Re: [RFC PATCH 01/14] userfaultfd: set dirty and young on writeprotect

From: David Hildenbrand <david@redhat.com>
To: Nadav Amit <nadav.amit@gmail.com>
Cc: Peter Xu <peterx@redhat.com>, Linux MM <linux-mm@kvack.org>,
	LKML <linux-kernel@vger.kernel.org>,
	Andrew Morton <akpm@linux-foundation.org>,
	Mike Rapoport <rppt@linux.ibm.com>,
	Axel Rasmussen <axelrasmussen@google.com>,
	Andrea Arcangeli <aarcange@redhat.com>,
	Andrew Cooper <andrew.cooper3@citrix.com>,
	Andy Lutomirski <luto@kernel.org>,
	Dave Hansen <dave.hansen@linux.intel.com>,
	Peter Zijlstra <peterz@infradead.org>,
	Thomas Gleixner <tglx@linutronix.de>,
	Will Deacon <will@kernel.org>, Yu Zhao <yuzhao@google.com>,
	Nick Piggin <npiggin@gmail.com>
Subject: Re: [RFC PATCH 01/14] userfaultfd: set dirty and young on writeprotect
Date: Thu, 21 Jul 2022 09:52:39 +0200	[thread overview]
Message-ID: <8e2dcae3-5f50-cd59-7588-b8f566549ad4@redhat.com> (raw)
In-Reply-To: <F56D4014-7FE2-4C60-9CFA-A7E7B684098B@gmail.com>

>> Yes. Especially for any MAP_PRIVATE mappings.
>>
>> If you want to write to something that's not mapped writable in a
>> MAP_PRIVATE mapping it
>> a) Has to be an exclusive anonymous page
>> b) The pte has to be dirty
> 
> Do you need both conditions to be true? I thought (a) is sufficient (if
> the soft-dirty and related checks succeed).
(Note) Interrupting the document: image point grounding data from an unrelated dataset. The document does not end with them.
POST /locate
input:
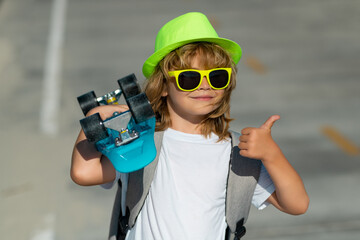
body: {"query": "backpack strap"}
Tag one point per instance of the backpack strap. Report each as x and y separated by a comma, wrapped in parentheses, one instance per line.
(243, 176)
(138, 187)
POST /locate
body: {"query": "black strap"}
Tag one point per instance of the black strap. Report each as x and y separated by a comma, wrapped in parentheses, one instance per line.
(239, 232)
(123, 226)
(240, 229)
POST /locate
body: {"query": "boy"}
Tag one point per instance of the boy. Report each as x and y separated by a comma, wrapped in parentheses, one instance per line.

If we force-write to a page, we need it to be dirty to tell reclaim code
that the content stale. We can either mark the pte dirty manually, or
just let the write fault handler deal with it to simplify GUP code. This
needs some more thought, but that's my understanding.

> 
>>
>> In any other case, you clearly missed to COW or the modifications might
>> get lost if the PTE is not dirty.
>>
>> MAP_SHARED is a bit more involved. But whether the pte is dirty might be
>> good enough ... but this needs a lot more care.
>>
>>>> But yeah, it's all confusing so I might just be wrong regarding
>>>> pagecache pages.
>>>
>>> Just to note: I am not very courageous and I did not intend to change
>>> condition for when non-anonymous pages are set as writable. That’s the
>>> reason I did not change the dirty for non-writable non-anonymous entries (as
>>> Peter said). And that’s the reason that setting the dirty bit (at least as I
>>> should have done it) is only performed after we made the decision on the
>>> write-bit.
>>
>> Good. As long as we stick to anonymous pages I roughly know what we we
>> can and cannot do at this point :)
>>
>>
>> The problem I see is that detection whether we can write requires the
>> dirty bit ... and whether to set the dirty bit requires the information
>> whether we can write.
>>
>> Again, for anonymous pages we should be able to relax the "dirty"
>> requirement when detecting whether we can write.
> 
> That’s all I wanted to do there.
> 
>>
>>> IOW, after you made your decision about the write-bit, then and only then
>>> you may be able to set the dirty bit for writable entries. Since the entry
>>> is already writeable (i.e., can be written without a fault later directly
>>> from userspace), there should be no concern of correctness when you set it.
>>
>> That makes sense to me. What keeps confusing me are architectures with
>> and without a hw-managed dirty bit ... :)
> 
> I don’t know which arch you have in your mind. But the moment a PTE is
> writable, then marking it logically/architecturally as dirty should be
> fine.
> 
> But… if the Exclusive check is not good enough for private+anon without
> the “logical” dirty bit, then there would be a problem. 

I think we are good for anonymous pages.

-- 
Thanks,

David / dhildenb